An air-cooled 3.75 hp petrol engine, located at the base of the rotor assembly, powered, via a belt drive, propellers that were sited above each rotor blade. Each propeller had two fan-shaped blades, and had a square-shaped canard surface positioned just ahead of it.

Clout stated that due to the weight of its construction, that the Mechanical Air-Ship would not be able to support the weight of an occupant, but had it been built using lighter material such as aluminium, then it could have. He anticipated that a crewed version of his aircraft would be controlled by the occupant shifting his weight about.

==Operational history==

Clout debuted the machine in 1903. It was tested in a field in Worthing, West Sussex, but failed to lift off the ground.
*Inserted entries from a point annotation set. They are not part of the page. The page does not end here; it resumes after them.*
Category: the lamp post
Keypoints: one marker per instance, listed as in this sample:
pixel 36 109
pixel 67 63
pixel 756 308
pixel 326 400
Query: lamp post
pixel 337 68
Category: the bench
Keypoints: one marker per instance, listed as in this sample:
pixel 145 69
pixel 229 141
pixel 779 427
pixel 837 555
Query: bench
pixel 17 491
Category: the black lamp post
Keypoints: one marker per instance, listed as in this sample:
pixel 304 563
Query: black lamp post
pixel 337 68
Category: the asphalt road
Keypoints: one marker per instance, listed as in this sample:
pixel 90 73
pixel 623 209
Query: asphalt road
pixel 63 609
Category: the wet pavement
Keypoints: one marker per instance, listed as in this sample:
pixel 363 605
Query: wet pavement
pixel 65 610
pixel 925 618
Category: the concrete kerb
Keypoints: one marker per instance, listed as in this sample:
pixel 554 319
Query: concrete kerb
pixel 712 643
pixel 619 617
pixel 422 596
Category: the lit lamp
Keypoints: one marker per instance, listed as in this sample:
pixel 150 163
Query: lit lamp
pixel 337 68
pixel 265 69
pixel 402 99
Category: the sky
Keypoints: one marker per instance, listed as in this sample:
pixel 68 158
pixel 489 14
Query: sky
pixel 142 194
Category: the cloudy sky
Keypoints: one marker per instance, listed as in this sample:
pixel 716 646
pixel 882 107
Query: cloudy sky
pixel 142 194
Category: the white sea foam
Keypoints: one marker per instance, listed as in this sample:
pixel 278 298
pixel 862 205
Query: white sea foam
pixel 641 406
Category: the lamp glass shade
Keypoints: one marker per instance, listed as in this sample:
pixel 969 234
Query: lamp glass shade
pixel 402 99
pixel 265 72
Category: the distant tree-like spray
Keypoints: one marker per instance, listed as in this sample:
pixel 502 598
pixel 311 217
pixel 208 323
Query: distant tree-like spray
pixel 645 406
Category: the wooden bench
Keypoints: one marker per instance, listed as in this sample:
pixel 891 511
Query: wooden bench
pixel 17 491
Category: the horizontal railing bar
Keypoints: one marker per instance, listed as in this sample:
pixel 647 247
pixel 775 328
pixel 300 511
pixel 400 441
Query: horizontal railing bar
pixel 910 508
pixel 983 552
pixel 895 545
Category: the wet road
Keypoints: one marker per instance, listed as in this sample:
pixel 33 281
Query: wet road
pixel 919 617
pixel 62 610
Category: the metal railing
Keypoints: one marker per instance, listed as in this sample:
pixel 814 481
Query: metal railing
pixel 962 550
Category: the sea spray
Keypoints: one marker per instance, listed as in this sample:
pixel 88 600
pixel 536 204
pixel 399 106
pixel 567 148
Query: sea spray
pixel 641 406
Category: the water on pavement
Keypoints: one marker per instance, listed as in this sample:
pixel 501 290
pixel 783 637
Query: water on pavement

On 11 June 1903, he submitted a patent application for a "Mechanical Air-Ship", but the application does not seem to have progressed.

After failing to win support for his idea from the War Office, Clout travelled to Montreal, Canada in November 1905, and then to New York in early 1906, in order to raise capital "for the purpose of building a practical machine." In May 1906, due to ill-health Clout decided to return to Great Britain, but he died en route, and was buried at sea.